The intent of the SOX

The Sarbanes-Oxley law outlines the roles and responsibilities of the corporate executives, regulatory authorities, and Auditors defining how they interact while carrying out their duties. The Act stipulates the penalties for various acts of fraud and mismanagement of resources. All these measures are geared towards safeguarding financial data, which in turn enhances the confidence of the information users.

What necessitated the passing of SOX?

The law was enacted at a time when fraud cases in the United States involving prominent companies were increasing by day. Between 2000 and 2002, mega corporate scandals such as the Enron, Tyco international, and WorldCom cases emerged. These cases exposed the discrepancies that existed in the internal control and regulatory agencies. The analysis of the cases and their root cause led to the passage of the Sarbanes-Oxley Act. The losses suffered in the fraud cases were significantly huge and not only did they result in bankruptcy, but also stole the public trust in the U.S. stock market.

A detailed analysis of the fraud cases revealed key loopholes in the management and regulatory agencies. Bumiller (2002) highlights these discrepancies as following: The auditors in addition to their primary role of being the company “watch-Dog” offered other significant non-audit consultancy services, which gave rise to conflict of interests.

The scandals also revealed that the board members had ignored their duties, some even did not have the necessary expertise to act as such; and therefore, they could not act independent of the management. Banks did not properly analyze the true credit worthiness of the firms or the nature of their activities, as it was in the case of Enron. The executive compensation plans such as the stock options and bonus, coupled with the volatile stock prices waxed pressure on management. Consequently, based on the attractiveness of this form of compensation, management became highly abused.

The benefits of SOX

SOX ensures transparency and reliability of financial reports that helps to increase the investor’s confidence. Henselmann and Hofmann (2006) posit that, “in 2005, the Institute of Internal Auditors reported that corporations had improved their internal controls and that financial statements were perceived to be more reliable” (p.49).

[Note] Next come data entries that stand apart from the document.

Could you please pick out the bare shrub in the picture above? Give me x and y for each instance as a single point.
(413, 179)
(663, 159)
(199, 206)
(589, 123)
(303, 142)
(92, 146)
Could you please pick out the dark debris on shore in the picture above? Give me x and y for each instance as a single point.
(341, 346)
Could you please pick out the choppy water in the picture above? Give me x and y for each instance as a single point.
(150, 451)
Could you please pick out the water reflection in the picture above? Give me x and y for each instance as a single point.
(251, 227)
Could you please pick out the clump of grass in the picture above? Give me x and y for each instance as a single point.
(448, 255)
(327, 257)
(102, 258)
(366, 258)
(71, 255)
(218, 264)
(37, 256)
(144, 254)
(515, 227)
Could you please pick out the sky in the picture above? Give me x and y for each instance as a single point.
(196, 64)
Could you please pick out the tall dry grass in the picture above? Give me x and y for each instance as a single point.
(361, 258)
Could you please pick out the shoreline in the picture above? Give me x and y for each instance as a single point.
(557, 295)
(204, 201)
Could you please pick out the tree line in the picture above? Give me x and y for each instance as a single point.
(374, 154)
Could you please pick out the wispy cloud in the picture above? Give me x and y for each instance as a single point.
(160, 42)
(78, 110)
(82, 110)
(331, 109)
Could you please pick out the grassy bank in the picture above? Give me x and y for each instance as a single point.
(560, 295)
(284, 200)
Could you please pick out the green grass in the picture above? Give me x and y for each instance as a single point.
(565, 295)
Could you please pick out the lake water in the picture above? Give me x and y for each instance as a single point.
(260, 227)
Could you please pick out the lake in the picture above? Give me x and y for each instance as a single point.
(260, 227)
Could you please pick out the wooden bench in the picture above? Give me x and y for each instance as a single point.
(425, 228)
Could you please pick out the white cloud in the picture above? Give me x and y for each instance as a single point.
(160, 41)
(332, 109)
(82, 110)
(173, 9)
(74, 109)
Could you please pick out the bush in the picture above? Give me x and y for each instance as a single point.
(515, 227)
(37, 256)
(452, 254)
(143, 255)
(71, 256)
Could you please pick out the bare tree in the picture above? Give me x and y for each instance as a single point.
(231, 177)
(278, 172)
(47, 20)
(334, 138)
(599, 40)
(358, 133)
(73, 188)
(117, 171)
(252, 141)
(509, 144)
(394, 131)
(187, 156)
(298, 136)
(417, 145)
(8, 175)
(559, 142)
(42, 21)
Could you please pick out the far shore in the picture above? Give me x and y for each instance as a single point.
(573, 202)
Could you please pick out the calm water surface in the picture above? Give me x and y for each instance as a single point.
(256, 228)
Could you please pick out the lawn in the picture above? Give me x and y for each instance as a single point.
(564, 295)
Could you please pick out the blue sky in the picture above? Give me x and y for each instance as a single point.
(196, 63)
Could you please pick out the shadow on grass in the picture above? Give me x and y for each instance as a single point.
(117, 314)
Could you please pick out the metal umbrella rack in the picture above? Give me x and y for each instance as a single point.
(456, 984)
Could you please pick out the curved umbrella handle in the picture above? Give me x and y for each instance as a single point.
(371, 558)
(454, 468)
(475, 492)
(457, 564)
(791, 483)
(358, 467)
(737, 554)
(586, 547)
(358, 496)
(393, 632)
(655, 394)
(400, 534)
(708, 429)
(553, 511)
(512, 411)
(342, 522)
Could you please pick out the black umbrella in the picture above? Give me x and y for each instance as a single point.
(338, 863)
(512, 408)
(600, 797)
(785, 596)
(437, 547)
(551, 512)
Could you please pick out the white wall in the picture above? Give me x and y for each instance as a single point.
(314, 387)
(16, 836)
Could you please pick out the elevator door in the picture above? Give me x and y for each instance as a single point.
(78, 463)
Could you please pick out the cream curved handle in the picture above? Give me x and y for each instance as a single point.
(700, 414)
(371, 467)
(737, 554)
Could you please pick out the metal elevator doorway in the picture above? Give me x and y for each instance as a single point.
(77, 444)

It has also helped to cultivate a culture of good ethics in management instilling transparency, which enables employees to be responsible for their actions. According to Theodore (2006), the benefits of SOX to small and medium sized companies include continued evaluation on both documented financial and IT processes (p.5). Also due to developed financial control and IT processes, the company becomes more attractive both from the IPO or the acquirer’s point perspective.

The Costs of SOX

The implementation of SOX leads to extra costs as auditing fees and insurance for directors among other inevitable expenses like legal costs. In 2007, the estimated cost of implementation of Sox was estimated to amount to $4.7 million according to Finance Executive International. Other surveys carried on the same reveal that the compliance costs are substantially high.

Conclusion

The passage and implementation of the SOX Act has successfully helped in improving financial management and regulation of stock markets. It has also helped in wining the investors trust in the stock market. However, it is arguable that the costs incurred in its implementation process are significant and unnecessary.

Butler & Ribstein (2006) proposes that in Place of SOX, there exist many other strategies such as diversification of stock investment by the investors as a way of managing such risks efficiently (p.36). In conclusion, despite the costs that may result while implementing the SOX requirements, it should be emphasized that the act has great benefits to companies, investors, and market players.

References

Bumiller, E. (2002). Corporate Conduct: The President; Bush Signs Bill Aimed At Fraud in Corporations. The New York Times. Web.

Butler, H., & Ribstein, L. (2006). The Sarbanes-Oxley Debacle: What we’ve learned; How to Fix It. Washington, D.C: The AEI Press.

Henselmann, K., & Hofmann, S. (2010). Accounting Fraud: Case Studies and Practical Implications. Berlin: Schmidt Erich Verlag.

Theodore, F. (2006). Sarbanes-Oxley-Newfound Benefits. E-commerce Times, 40, 23-24.